Annotations

This document covers the details of the general annotation system, which BASE uses for annotations of just about anything.

Contents
  1. Annotations
  2. Annotation types
  3. Standard ontologies
See also

Last updated: $Date: 2009-04-06 14:52:39 +0200 (må, 06 apr 2009) $

1. Annotations

  1. An annotation can be seen as a key-value pair that can be attached to an item.
  2. A single annotation may have multiple values, how many is controlled by the annotation type (see below).
  3. Many, but not all, items may be annotated.
  4. An item may have primary and secondary annotations. A primary annotation is an annotation that was attached directly to that item. A secondary annotation is an annotation that was attached to another item, which is somehow related to the current item.
  5. Secondary annotations may be picked, one by one, from related items, or as a set of all annotations.
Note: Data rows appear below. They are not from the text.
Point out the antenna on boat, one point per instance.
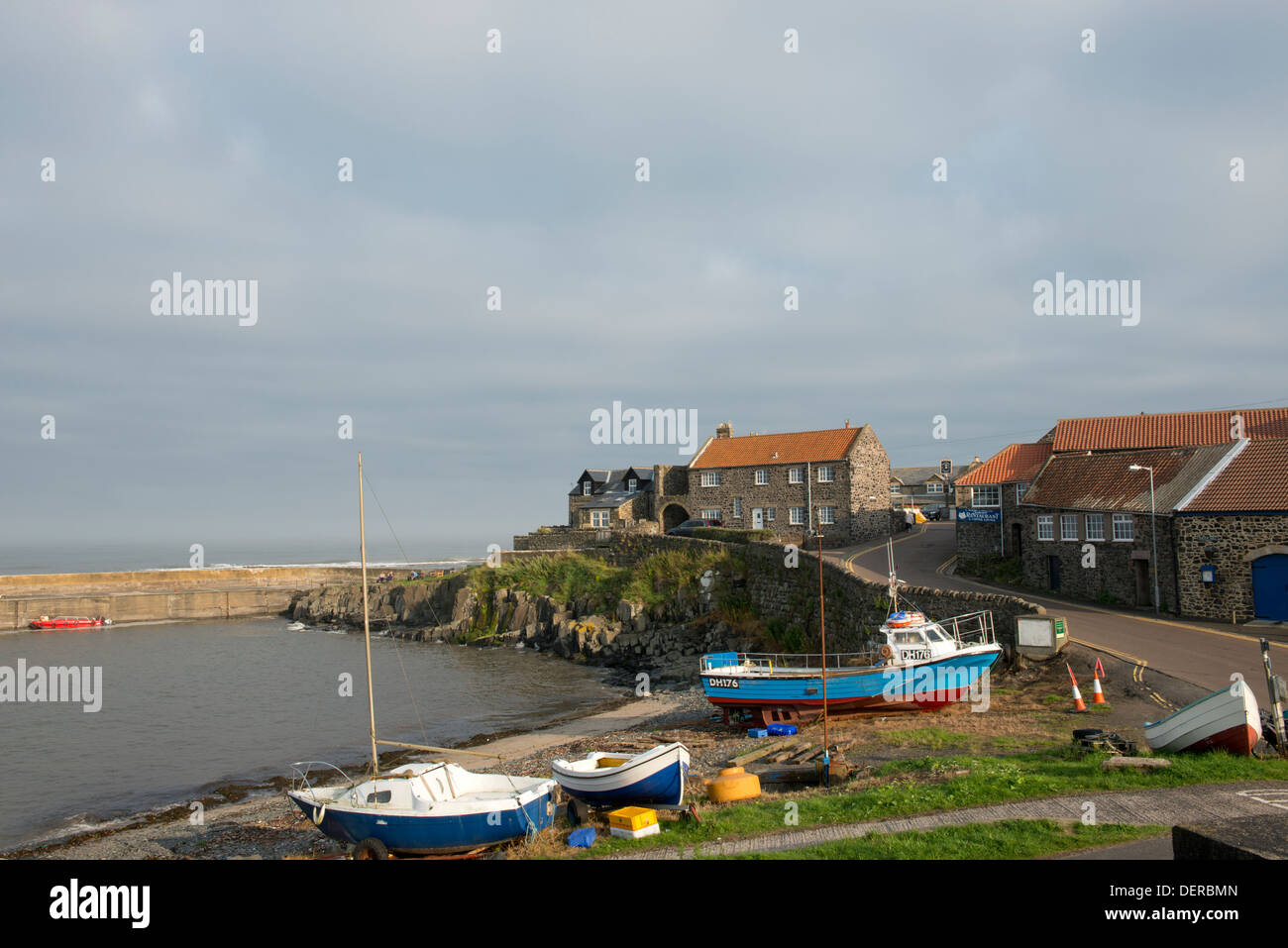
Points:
(366, 623)
(822, 633)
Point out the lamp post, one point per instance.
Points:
(1153, 527)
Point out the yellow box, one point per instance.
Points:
(632, 818)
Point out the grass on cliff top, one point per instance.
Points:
(568, 578)
(930, 785)
(1008, 839)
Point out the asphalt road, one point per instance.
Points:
(1196, 652)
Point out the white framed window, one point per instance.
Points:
(990, 496)
(1095, 526)
(1125, 528)
(1068, 526)
(1046, 527)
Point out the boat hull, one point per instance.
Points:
(914, 686)
(428, 833)
(1228, 720)
(647, 779)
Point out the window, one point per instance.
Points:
(1068, 526)
(986, 496)
(1046, 527)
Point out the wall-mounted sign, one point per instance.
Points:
(977, 515)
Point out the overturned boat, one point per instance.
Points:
(652, 777)
(1225, 720)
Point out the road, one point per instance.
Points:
(1202, 653)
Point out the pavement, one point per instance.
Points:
(1163, 806)
(1197, 652)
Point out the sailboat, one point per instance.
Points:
(918, 665)
(426, 807)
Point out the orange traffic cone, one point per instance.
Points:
(1078, 704)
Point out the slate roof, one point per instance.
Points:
(1016, 463)
(1102, 480)
(1177, 429)
(794, 447)
(1256, 478)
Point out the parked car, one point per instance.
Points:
(686, 530)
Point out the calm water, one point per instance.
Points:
(198, 703)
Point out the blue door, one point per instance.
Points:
(1270, 586)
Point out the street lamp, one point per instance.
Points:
(1153, 530)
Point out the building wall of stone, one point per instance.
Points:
(1113, 574)
(1231, 539)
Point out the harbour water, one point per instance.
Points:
(197, 704)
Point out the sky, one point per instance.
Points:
(518, 168)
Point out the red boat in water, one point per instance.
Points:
(44, 622)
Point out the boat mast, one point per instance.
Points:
(822, 633)
(366, 623)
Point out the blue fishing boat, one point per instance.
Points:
(426, 807)
(914, 665)
(601, 780)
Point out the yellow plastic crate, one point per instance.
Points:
(632, 818)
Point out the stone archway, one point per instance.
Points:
(673, 515)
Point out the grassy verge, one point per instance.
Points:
(1010, 839)
(928, 785)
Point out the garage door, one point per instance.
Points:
(1270, 586)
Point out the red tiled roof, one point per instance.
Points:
(1254, 479)
(794, 447)
(1177, 429)
(1012, 464)
(1103, 480)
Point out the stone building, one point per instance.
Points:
(833, 480)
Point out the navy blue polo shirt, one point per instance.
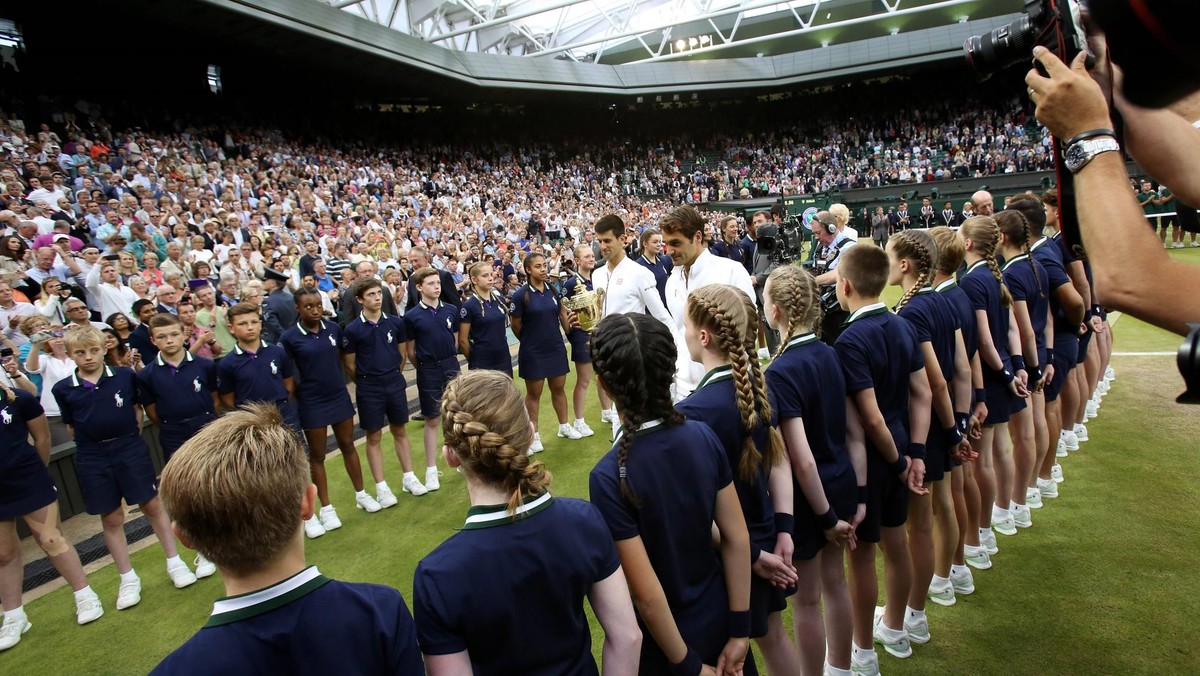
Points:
(983, 289)
(934, 321)
(16, 452)
(255, 376)
(376, 345)
(714, 402)
(676, 472)
(538, 312)
(964, 312)
(489, 321)
(435, 331)
(807, 382)
(179, 393)
(317, 359)
(1030, 283)
(102, 411)
(361, 629)
(541, 562)
(879, 350)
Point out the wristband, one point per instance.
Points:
(785, 524)
(917, 450)
(739, 623)
(1086, 135)
(827, 520)
(691, 665)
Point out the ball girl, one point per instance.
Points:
(27, 490)
(322, 401)
(585, 262)
(964, 489)
(1003, 392)
(805, 382)
(539, 321)
(933, 528)
(546, 555)
(732, 401)
(660, 489)
(1027, 283)
(483, 339)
If the whole set is picked, new annotations will propagate to the related items.
  6. [CLIENT] Picking annotations from related items may also be done by copying the related values, and attach them as primary annotations to the current item.

2. Annotation types

  1. Each annotation must have a type.
  2. Annotation types contain information about possible values; either primitive types (int, float, string, etc.) with optional limits, or complex types like ontonlogy terms.
  3. An annotation type applies to one or more item types (e.g. sample or hybridization).
  4. Each item may only have one annotation of each annotation type, but, as mentioned above, an annotation may have more than one value.
  5. Users can define annotation types.
  6. [QUESTION] Can annotation types be made mandatory, and if so for what subset of items? Per project, maybe?
  7. It should be possible to flag annotations as required for MIAME compliance.

3. Standard ontologies

  1. BASE should be able to import values from standard ontologies like GO and MAGE.
  2. Those values are used to create annotation types.
  3. While annotating items, the actual value is be copied, but a reference to the original value should also be maintained. This will make searching less complicated, but also make it possible for a client application to generate warnings or make automatic modifications after an update.
  4. The core will never automatically update the annotation values if the ontologies are updated.